Kota Metro memang punyak orang-orang tertentu, yang tampak Mercesuar dan sinyal kehidupan orang Borjuis, mungkin mereka mengatakan merdeka, tentu mereka memilih saling hidup sendiri. Aku tidak pernah mengikuti alur yang mereka lalui karena akan menjauhkan dari kehidupan kampungku nanti. Orang-orang kampung pasti menunggu dengan salam ilahi setiap shalat. Mungkin hari ini dari lubuk hatinya meyakini ada sesuatu yang salah, entah siapa yang akan mengatakan nanti. Mereka sudah terikat darah dan nafsu gensinya untuk melepaskan dari budaya itu. Mereka sudah janji sebuah penghianatan bila meninggalkan.
”Aku merasakan sendiri masih banyak  persoalan di metro ini yang harus mereka kerjakan, jangankan di kampungku, di sekitar mall, supermarket dan gedung-gedung mencakar langit orang-orang yang sama menangis kelaparan. Mungkin tidak masuk akal kalau dalam perbaikan kampungku terlebih dahulu. Aku ingat ucapan D’le ”Awali dari dirimu menuju yang lebih Besar ”.

***
Selama enam tahun aku kuliah. Aku sengaja tidak pulang kampung mengingat belum ada kesiapan, mungkin beban kampung itu masih tersisa. tapi dalam hari-hariku wajah orang-orang kampung selalu memanggilku, dalam mimpiku setiap malam banyak orang berjejer menunggu di tepi pantai, ada kemeriahan pesta adat di rumah D’le. mimpi itu setiap hari menggugurkan keinginanku di sini.
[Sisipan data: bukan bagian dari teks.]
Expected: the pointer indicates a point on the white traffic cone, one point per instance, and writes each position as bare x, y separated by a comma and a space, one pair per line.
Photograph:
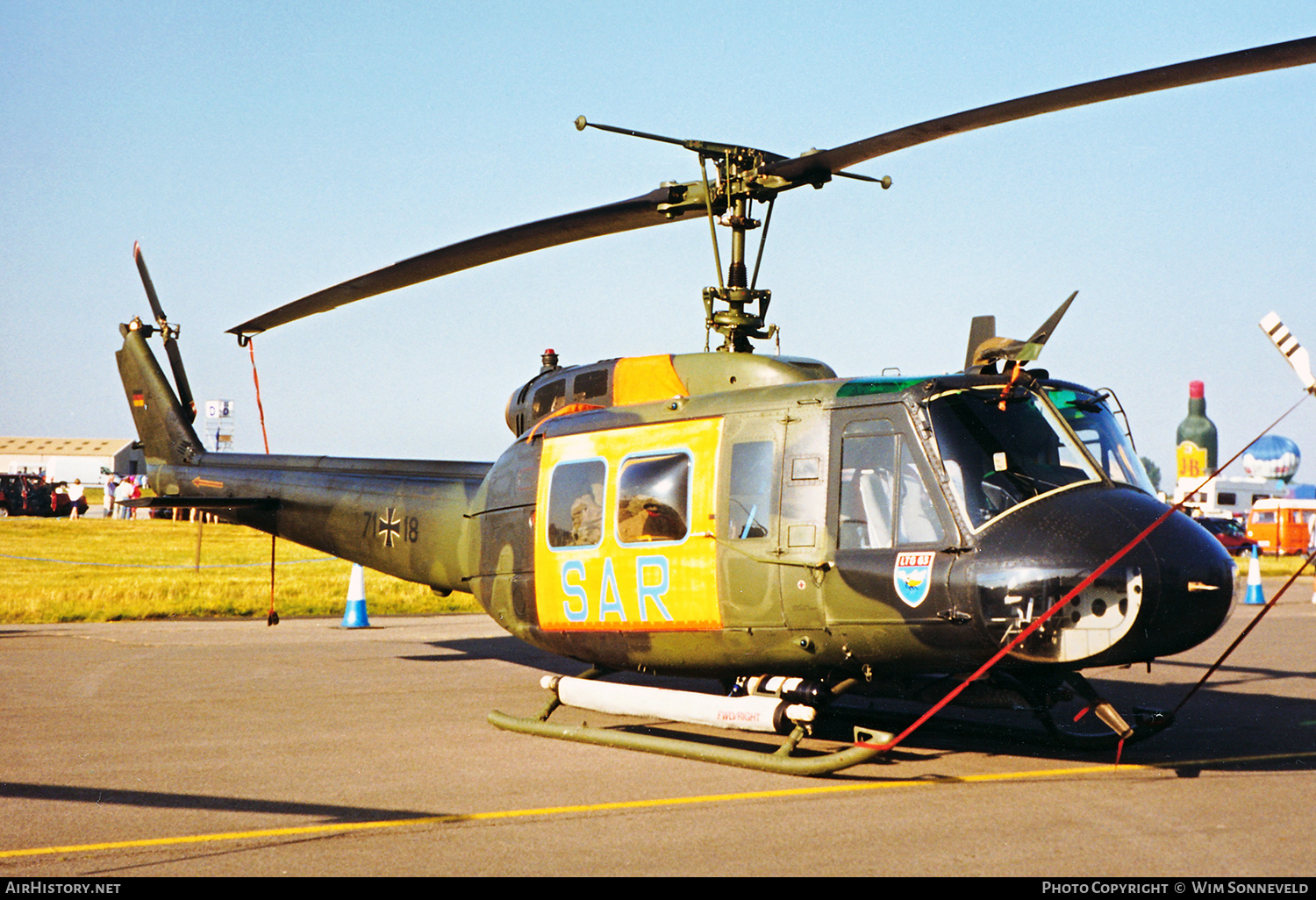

Doa mereka terus aku dengar di sepanjang jalan kota metro ini.
Hari-hari yang kurindukan!. Sudah lama tidak ketemu D’le, bertahun-tahun aku menulis kepribadinya bahkan aku lukis dalam selipan mata uang yang kudapat setiap minggu. bagaimana wajahnya hari ini apakah seceriah yang kukenal dulu? Mungkinkah beliau lebih bijaksana untuk kegelisahan orang-orang kampung?bagaimana kesabarannya menunggu pengganti dirinya di kampung itu?.bagaimana rindunya beliau saat kedatanganku?
Entahlah, besok aku harus pulang. Aku kemas Buku-buku ini untuk orang-orang kampung. besok aku harus mengatakan selamat tingal teman-teman yang baik hati. Selamat tinggal kota metro, aku akan melepas ikata-ikatanmu hari ini.
Aku sudah tidak kuat memendam rindu ini pada kampungku!